Botaş'ın tablosuna göre,2006 yılının birinci çeyreğinde Rusya'dan aldığımız doğalgazın bin metreküpüne 272 dolar,ikinci çeyreğinde 271 dolar,üçüncü çeyreğinde 248 dolar,son çeyreğinde ise 214 dolar ödeyeceğiz.  

     2006'nın son çeyreğinde Rus gazına 214 dolar öderken,İran'dan aldığımız gaza 241 dolar ödeyeceğiz.  

      Geçtiğimiz  hafta  yaşadığımız  acı  deneyimden  sonra deniyor ki ; ''Rusya ve Ukrayna arasındaki doğalgaz kriziyle Türkiye'nin ödediği faturanın gündeme gelmesiyle gözler Rusya dışındaki gaz tedarikçilerine çevrildi.AZERİ ve TÜRKMEN gazının Türkiye'ye getirilmesi yönünde çalışmalar sürüyor.     

      Botaş'ın verilerine göre Azeri gazı bugün geliyor olsaydı,bin metreküpüne 122 dolar ödenecekti.  

      Hey millet!Bağımsızlıklarını kazandıkları ilk günlerde Türkmenistan'ın büyük lideri TÜRKMENBAŞI,  

Anadolu'daki kardeşlerine, Orta Asya'nın kapılarını ardına kadar açacak bir altın anahtar sunmuştu ;  

''Türkmen doğalgazını  42 dolardan alın, ister kullanın ister satın ,gazımızı dünya pazarlarınıza ulaştırın''demişti.Politikacılarımız bu kardeş sesini duymazdan geldiler.  

(Buraya dikkat) Bugün Rusya ve İran'dan gelen ve altı kat fazla para ödediğimiz doğalgazın büyük bir bölümü Türkmen gazı!                                                                                                          

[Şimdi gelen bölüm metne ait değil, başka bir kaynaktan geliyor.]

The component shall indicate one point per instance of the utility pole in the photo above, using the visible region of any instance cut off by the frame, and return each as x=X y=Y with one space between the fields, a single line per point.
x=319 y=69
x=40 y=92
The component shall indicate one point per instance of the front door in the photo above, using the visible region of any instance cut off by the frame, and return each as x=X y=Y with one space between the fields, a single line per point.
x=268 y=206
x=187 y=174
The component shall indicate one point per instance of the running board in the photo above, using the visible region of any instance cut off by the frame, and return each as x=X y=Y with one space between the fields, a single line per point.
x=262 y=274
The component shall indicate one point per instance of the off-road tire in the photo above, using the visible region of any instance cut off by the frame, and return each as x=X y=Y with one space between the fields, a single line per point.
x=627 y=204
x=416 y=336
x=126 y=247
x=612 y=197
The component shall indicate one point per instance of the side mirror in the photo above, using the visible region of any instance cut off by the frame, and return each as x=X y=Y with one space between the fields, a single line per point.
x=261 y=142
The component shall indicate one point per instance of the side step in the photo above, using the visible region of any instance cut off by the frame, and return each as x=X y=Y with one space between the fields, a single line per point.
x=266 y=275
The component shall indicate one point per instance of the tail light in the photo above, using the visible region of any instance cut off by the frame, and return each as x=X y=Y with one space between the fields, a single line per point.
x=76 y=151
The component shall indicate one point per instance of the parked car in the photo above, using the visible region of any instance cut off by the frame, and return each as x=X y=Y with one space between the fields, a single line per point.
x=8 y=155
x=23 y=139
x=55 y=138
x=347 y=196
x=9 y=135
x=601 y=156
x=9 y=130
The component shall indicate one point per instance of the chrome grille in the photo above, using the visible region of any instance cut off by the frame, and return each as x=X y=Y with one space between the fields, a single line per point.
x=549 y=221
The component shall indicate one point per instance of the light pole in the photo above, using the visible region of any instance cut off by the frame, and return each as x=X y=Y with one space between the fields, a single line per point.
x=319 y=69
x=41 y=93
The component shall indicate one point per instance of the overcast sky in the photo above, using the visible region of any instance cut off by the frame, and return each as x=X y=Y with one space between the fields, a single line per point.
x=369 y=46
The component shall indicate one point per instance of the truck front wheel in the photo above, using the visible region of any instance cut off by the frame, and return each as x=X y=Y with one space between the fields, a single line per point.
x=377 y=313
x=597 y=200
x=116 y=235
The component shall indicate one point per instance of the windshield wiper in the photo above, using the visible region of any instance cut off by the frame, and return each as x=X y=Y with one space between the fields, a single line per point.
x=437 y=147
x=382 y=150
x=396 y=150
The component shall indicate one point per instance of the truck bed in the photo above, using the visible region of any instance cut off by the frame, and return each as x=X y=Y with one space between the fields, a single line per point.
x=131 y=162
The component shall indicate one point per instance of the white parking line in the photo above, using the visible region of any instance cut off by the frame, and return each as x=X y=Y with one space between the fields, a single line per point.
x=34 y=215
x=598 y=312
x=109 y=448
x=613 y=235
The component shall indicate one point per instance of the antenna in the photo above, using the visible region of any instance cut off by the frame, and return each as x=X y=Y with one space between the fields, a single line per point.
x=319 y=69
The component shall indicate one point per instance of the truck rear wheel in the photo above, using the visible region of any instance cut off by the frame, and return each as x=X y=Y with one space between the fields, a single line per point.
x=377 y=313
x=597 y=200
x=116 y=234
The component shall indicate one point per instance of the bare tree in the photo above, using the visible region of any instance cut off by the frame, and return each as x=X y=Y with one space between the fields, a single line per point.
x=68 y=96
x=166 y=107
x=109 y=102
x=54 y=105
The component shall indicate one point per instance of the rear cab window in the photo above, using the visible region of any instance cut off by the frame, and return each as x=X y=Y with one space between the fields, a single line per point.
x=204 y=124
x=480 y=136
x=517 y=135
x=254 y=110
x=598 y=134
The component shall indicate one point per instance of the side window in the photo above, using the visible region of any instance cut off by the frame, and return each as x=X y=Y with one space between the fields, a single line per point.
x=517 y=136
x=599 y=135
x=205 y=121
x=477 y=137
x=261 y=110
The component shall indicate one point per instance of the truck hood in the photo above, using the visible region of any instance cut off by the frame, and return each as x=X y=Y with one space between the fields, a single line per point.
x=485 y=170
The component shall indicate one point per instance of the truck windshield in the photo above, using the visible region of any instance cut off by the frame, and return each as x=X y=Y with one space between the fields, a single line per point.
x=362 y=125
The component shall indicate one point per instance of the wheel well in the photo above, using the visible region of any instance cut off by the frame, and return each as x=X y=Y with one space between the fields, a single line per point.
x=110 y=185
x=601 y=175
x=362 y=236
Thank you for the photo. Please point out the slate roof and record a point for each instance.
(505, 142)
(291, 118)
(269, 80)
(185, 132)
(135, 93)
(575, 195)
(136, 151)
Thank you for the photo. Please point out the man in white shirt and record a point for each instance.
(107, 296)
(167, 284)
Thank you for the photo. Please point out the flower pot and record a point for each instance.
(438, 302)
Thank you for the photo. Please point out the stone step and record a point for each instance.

Azeri gazını Gürcistan üzerinden Erzurum'a ulaştıracak 225 kilometrelik iletim hattını tamamlamak için daha ne bekliyoruz?  

ABD ,BOP'u uygulamaya koyarak,enerji coğrafyasını denetimi altına almayı almayı dış politikasının ana konusu yaptı.  

   Uzmanlar,bilim adamları Türkiye'nin enerjideki dışa bağımlılığının ulusal güvenlik sorunu haline geldiğini,bu yaşamsal sorununu kendi kaynaklarını kullanarak çözmesi gerektiğini ısrarla vurguluyorlar.Doğalgaz kesintileri dolayısıyla oluşacak elektrik kesintilerinin telekom ve bilgisayar sistemlerinde krize neden olabileceği belirtiliyor.Hala uyuyacak mıyız?